Lettres du commandant Coudreux à son frère (1804-1815)

Au bivouac, près Steinberg, 22 mars 1807

Mon cher ami,
Depuis mon départ de Paris, je n'ai pas reçu une seule lettre de France ; j'en ai pourtant écrit plus de vingt, de Wesel, de Lunebourg, d'Anklam, de Posen, de Varsovie, etc., etc., Il est vrai que j'ai changé trois fois de corps d'armée dans quinze jours et que nos communications avec la France sont souvent interceptées par les partisans.
Nous laissons l'ennemi fort tranquille depuis la fameuse affaire d'Eylau ; l'armée s'est rapprochée de la Vistule ; l'empereur est à Osterode, et nous, nous sommes au bivouac et aux avant-postes, à trente lieues de Koenigsberg.
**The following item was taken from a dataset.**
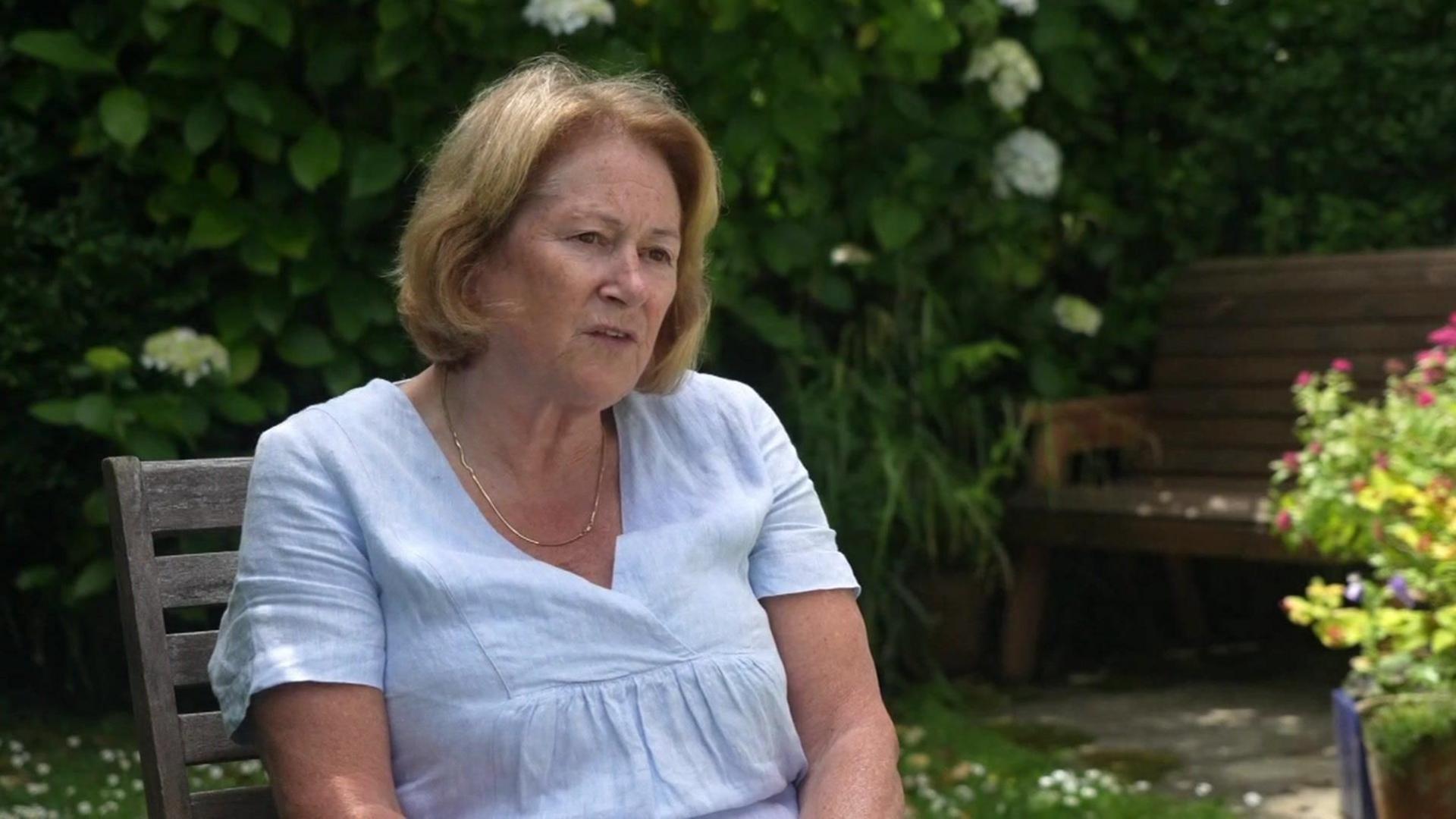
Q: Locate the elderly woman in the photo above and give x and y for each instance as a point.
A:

Nous recevons tous les jours des coups de fusil, mais, en revanche, nous ne manquons pas de vivres, et nous sommes en cela bien plus heureux que l'armée qui est cantonnée, mais qui mange des pois et des pommes de terre en place de pain.
Jusqu'à ce moment, mon cher ami, j'ai eu beaucoup de bonheur : je me suis toujours très bien porté ; j'ai bravé les rigueurs de la saison, le bivouac, la faim, et ma santé est plus robuste que jamais. D'un autre côté, messieurs les ennemis ne sont pas adroits et j'en ai été quitte pour deux trous dans le collet de ma capote aux différentes affaires où je me suis trouvé.
Les bulletins ont dû vous parler de la bataille de Prusse-Eylau ; je t'assure qu'elle en valait la peine ! Celle d'Austerlitz n'était, dit-on, qu'un jeu d'enfants quand on la compare avec celle-là ! Notre corps d'armée a commencé le bal et s'est battu seul jusqu'à onze heures du matin, avec plus de 50000 hommes. Juge par là de quelle façon nous avons dû être arrangés ; le fils de Mme de Caillemer a été tué à côté de moi.
Enfin, vaille que vaille, le beau temps approche et nous sommes sauvés si nous attapons le mois de mai.
J'espère bien que nous frotterons d'importance Prussiens, Russes et Cosaques, et que je reviendrai avec mes deux oreilles te conter un jour tous les exploits du 3è corps d'armée.
Adieu. On tiraille sur la rive droite de la Passarge ; on bat le ralliement et je cours à ma compagnie.
Tout à toi,
Ton sincère ami.

P.S. Occupe-toi de mes affaires. Vois Mme Callaud et donne-moi de tes nouvelles.
Voici mon adresse :
Officier au 15è régiment d'infanterie légère, 2è division, 3è corps d'armée, à la Grande Armée.